Hub-Spoke vs Virtual WAN¶
Azure network topology decisions often come down to a self-managed hub-spoke model or Azure Virtual WAN as a managed connectivity fabric. Both patterns centralize connectivity, but they differ in scale model, control responsibilities, and operational burden.
Hub-spoke topology¶
In hub-spoke, shared connectivity and control services live in a hub virtual network while application workloads sit in spoke virtual networks.

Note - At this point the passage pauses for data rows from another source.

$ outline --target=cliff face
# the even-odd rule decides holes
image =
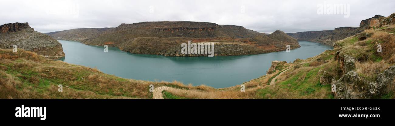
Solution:
[[[358,33],[358,28],[343,27],[334,30],[303,32],[288,33],[288,35],[300,41],[307,41],[333,46],[336,41],[351,36]]]
[[[16,23],[0,26],[0,47],[17,48],[34,52],[49,58],[64,56],[62,45],[48,35],[34,31],[28,23]]]
[[[111,28],[77,28],[44,34],[58,40],[82,41],[88,38],[100,34]]]
[[[372,18],[362,20],[361,21],[361,23],[359,24],[360,31],[361,32],[365,29],[371,28],[373,26],[378,23],[381,19],[385,17],[377,15],[374,15],[374,17]]]
[[[393,15],[395,15],[394,14]],[[384,18],[387,19],[386,21],[382,21]],[[303,32],[287,34],[298,40],[310,41],[333,46],[336,41],[353,36],[365,30],[371,28],[373,26],[379,25],[376,26],[378,28],[387,24],[389,24],[391,22],[390,21],[392,20],[394,20],[392,21],[395,22],[393,18],[385,18],[380,15],[376,15],[372,18],[361,21],[359,27],[342,27],[335,28],[334,30]],[[382,22],[388,23],[381,23]],[[380,24],[382,23],[383,24]]]
[[[393,13],[391,15],[383,19],[378,23],[375,25],[378,28],[379,28],[386,25],[394,24],[395,24],[395,13]]]
[[[192,42],[215,43],[215,56],[257,54],[300,47],[286,34],[277,37],[248,30],[241,26],[190,21],[149,22],[122,24],[82,42],[88,45],[116,47],[133,53],[169,56],[200,56],[183,54],[181,44]],[[284,39],[280,36],[285,37]]]

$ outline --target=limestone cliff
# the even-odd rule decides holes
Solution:
[[[76,28],[44,34],[58,40],[82,41],[85,39],[98,35],[111,28]]]
[[[215,56],[257,54],[300,47],[295,39],[275,32],[272,36],[243,26],[190,21],[147,22],[122,24],[118,27],[87,39],[88,45],[116,47],[132,53],[169,56],[201,56],[182,54],[182,43],[215,43]],[[280,38],[280,39],[279,39]]]
[[[17,49],[34,52],[49,58],[64,56],[62,45],[50,36],[35,31],[28,23],[9,23],[0,26],[0,47]]]

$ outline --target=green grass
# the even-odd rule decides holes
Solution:
[[[164,90],[162,92],[162,94],[163,94],[163,98],[164,99],[188,99],[186,98],[180,97],[175,95],[169,92],[166,91],[166,90]]]
[[[388,93],[383,95],[381,97],[381,99],[393,99],[394,98],[393,98],[393,92]]]
[[[284,71],[284,70],[282,70],[282,71],[280,71],[280,72],[278,72],[278,73],[277,73],[275,75],[274,75],[273,76],[272,76],[271,77],[270,77],[270,78],[269,78],[269,80],[267,81],[267,85],[270,85],[270,82],[271,82],[271,81],[272,80],[273,80],[273,79],[275,77],[277,77],[277,76],[278,76],[278,75],[279,75],[280,73],[281,73],[283,71]]]

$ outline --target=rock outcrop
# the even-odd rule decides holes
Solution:
[[[334,30],[303,32],[287,34],[299,41],[306,41],[333,46],[336,41],[355,35],[358,27],[342,27]]]
[[[286,66],[288,65],[286,61],[279,61],[275,60],[272,61],[272,65],[270,66],[269,70],[266,71],[266,74],[269,75],[279,70],[282,70]]]
[[[337,98],[377,98],[386,92],[385,90],[393,81],[395,66],[380,73],[375,81],[369,81],[354,71],[355,58],[346,55],[341,56],[339,53],[337,53],[335,59],[339,62],[344,73],[339,80],[334,80],[334,78],[331,83],[336,87]]]
[[[50,36],[35,31],[28,23],[9,23],[0,26],[0,47],[23,49],[49,58],[64,56],[62,45]]]
[[[334,46],[337,40],[355,35],[374,26],[379,28],[388,24],[394,24],[395,23],[394,16],[395,13],[386,18],[380,15],[376,15],[372,18],[361,21],[359,27],[342,27],[335,28],[334,30],[303,32],[287,34],[299,41],[310,41]]]
[[[98,35],[112,28],[76,28],[44,34],[58,40],[82,41],[84,40]]]
[[[182,54],[181,45],[213,42],[215,56],[257,54],[300,46],[295,39],[278,30],[269,35],[241,26],[190,21],[148,22],[122,24],[82,42],[116,47],[136,54],[167,56],[201,56]]]
[[[395,24],[395,13],[392,13],[388,17],[382,19],[379,23],[376,24],[377,28],[380,28],[386,25]]]
[[[369,18],[361,21],[359,24],[359,31],[363,31],[365,29],[369,29],[372,28],[373,26],[378,24],[381,19],[385,18],[385,17],[380,15],[376,15],[374,17]]]

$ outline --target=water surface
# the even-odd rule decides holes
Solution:
[[[300,48],[256,55],[208,57],[174,57],[131,54],[116,47],[104,53],[102,46],[58,40],[65,62],[97,68],[107,74],[137,80],[171,82],[220,88],[233,86],[266,74],[273,60],[293,62],[318,55],[331,46],[299,41]],[[214,45],[215,46],[215,45]]]

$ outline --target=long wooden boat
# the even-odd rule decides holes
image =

Typical hub services include:
- Azure Firewall or NVA
- VPN Gateway or ExpressRoute gateway
- Shared DNS or inspection services
- Bastion and management services
Strengths¶
- Clear separation between shared network controls and application VNets
- Flexible for many landing zone designs
- Familiar to many Azure teams
Challenges¶
- Route management and peering complexity grow with scale
- Shared hub components can become bottlenecks or change hotspots
- Operational ownership remains largely with the customer
Azure Virtual WAN¶
Azure Virtual WAN provides a Microsoft-managed transit architecture for branch, remote user, and VNet connectivity.
Strengths¶
- Simplifies large-scale connectivity scenarios
- Reduces some routing and transit management burden
- Useful for distributed branch and global network scenarios
Challenges¶
- Less design freedom than fully self-managed topology
- Cost model may not fit small estates
- Teams still need clear policy, segmentation, and route intent
Topology comparison¶
flowchart TD
A[Connectivity need] --> B{Scale and complexity}
B -->|Moderate, customized| C[Hub-spoke]
B -->|Large, distributed, managed transit| D[Azure Virtual WAN]
C --> E[Hub VNet with shared services]
C --> F[Spoke VNets]
D --> G[Virtual WAN hub]
D --> H[Branches, VNets, users] Decision criteria¶
| Criterion | Hub-spoke signal | Virtual WAN signal |
|---|---|---|
| Estate size | Small to large, but manageable custom topology | Large-scale distributed connectivity |
| Custom routing and inspection | High need | More standardized managed model |
| Team network maturity | Strong customer-managed networking | Preference for managed transit |
| Cost sensitivity | Can optimize for smaller footprints | Better justified at larger scale |
Connectivity patterns¶
Hub-spoke fits well when¶
- Application landing zones need clear segmentation.
- Shared services are limited and highly customized.
- The organization already operates Azure Firewall, custom DNS, or NVA patterns centrally.
Virtual WAN fits well when¶
- There are many branches, remote users, or globally distributed network edges.
- Transit management overhead is becoming the problem.
- Standardized connectivity is more valuable than bespoke topology tuning.
Common anti-patterns¶
- Building a complex hub-spoke mesh when a simpler managed transit model would reduce risk.
- Choosing Virtual WAN without understanding route intent and segmentation needs.
- Centralizing all traffic inspection in a single bottleneck hub with no scale model.
- Over-peering environments without clear ownership or route documentation.
Evidence and trade-offs¶
- [Documented] Hub-spoke is a standard Azure reference topology for centralized connectivity.
- [Observed] Operational complexity rises quickly when peering, route tables, firewalls, and DNS all evolve independently.
- [Inferred] Cost should include shared appliances, gateways, cross-region traffic, and support burden.
- [Validated] Connectivity failover and route-change drills should be tested before broad rollout.
When not to use hub-spoke¶
- The organization mainly needs managed large-scale transit rather than custom central network services.
- The team cannot sustain route, firewall, and DNS operations centrally.
When not to use Virtual WAN¶
- The environment is small and cost-sensitive.
- Highly customized transit and inspection behaviors are mandatory.
Microsoft Learn reference¶
- https://learn.microsoft.com/en-us/azure/architecture/networking/architecture/hub-spoke
Takeaway¶
Use hub-spoke when you need customer-controlled shared network services and explicit landing-zone segmentation. Use Virtual WAN when connectivity scale and transit operations are the real problem to solve.